Search code examples
cpu-architecturesimdalu

How exactly are AVX-512 instructions executed on ALU?


I have trouble understanding how 512 bit registers can be utilized on ALU on a single clock cycle. Are there multiple ALUs that divide the data or is there specialised ALU that can work with this?


Solution

  • Yes, SIMD 512-bit ALUs replicate 16x 32-bit FMA units for example, that's the whole idea of CPU SIMD: provide wide EUs so more work can go through the pipeline in the same number of instructions.

    e.g. note the "256-bit FMA" execution units in Haswell. (See David Kanter's deep-dive which compares against Sandybridge.) Also note how Haswell widened the load/store path from/to L1d cache from 128 to 256-bit. (With Sandybridge doing address-generation once per 256-bit AVX load or store, but spending 2 cycles in the EU on the data.)

    Multiple microarchitectures have worked by splitting SIMD instructions into two half-width uops, like Intel Pentium-M for SSE and AMD Zen 1 for AVX, with only 64-bit or 128-bit SIMD execution units, respectively.
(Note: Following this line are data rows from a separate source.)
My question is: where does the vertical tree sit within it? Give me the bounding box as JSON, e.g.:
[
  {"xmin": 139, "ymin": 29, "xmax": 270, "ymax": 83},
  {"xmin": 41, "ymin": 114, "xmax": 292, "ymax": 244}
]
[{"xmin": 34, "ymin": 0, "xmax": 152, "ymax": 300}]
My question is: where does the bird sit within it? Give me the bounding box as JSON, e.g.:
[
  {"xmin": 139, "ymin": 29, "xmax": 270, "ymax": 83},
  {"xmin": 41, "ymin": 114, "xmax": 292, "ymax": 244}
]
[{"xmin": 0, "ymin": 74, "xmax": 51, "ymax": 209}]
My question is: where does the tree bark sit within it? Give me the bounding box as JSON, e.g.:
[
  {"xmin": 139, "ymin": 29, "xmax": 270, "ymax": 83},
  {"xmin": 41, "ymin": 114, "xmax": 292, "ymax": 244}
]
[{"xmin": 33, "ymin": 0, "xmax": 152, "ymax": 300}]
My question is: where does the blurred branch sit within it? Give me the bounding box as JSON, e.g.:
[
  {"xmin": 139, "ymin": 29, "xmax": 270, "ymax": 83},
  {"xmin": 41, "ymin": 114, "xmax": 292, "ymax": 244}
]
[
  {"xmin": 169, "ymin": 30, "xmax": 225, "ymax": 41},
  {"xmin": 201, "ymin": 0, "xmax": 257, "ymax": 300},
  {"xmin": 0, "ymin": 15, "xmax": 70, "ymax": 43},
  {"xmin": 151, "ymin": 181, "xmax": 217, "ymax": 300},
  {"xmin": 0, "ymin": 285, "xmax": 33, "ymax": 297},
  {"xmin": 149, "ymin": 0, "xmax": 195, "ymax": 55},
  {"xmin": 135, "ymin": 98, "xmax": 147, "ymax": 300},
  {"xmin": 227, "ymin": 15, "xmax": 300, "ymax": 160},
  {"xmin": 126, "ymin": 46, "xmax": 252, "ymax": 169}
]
But no existing x86 CPU has supported a SIMD instruction-set more than twice as wide as its vector ALUs. IDK about other ISAs.

    See https://agner.org/optimize/ and https://uops.info/ for details on those.

    And yes, this can take significant die area; that was one of the major arguments against AVX-512, that spending that area on more cores would be better for most programs. (And that it's a "power virus" to quote Linus Torvalds; as a kernel dev he's probably less inclined to see the benefit of wider SIMD, although I think he understands that user-space uses SIMD all over the place even for memcpy.)

    The area cost is why Intel CPUs often only have a half-width SIMD divide/sqrt unit, so the widest SIMD division the CPU supports has to split.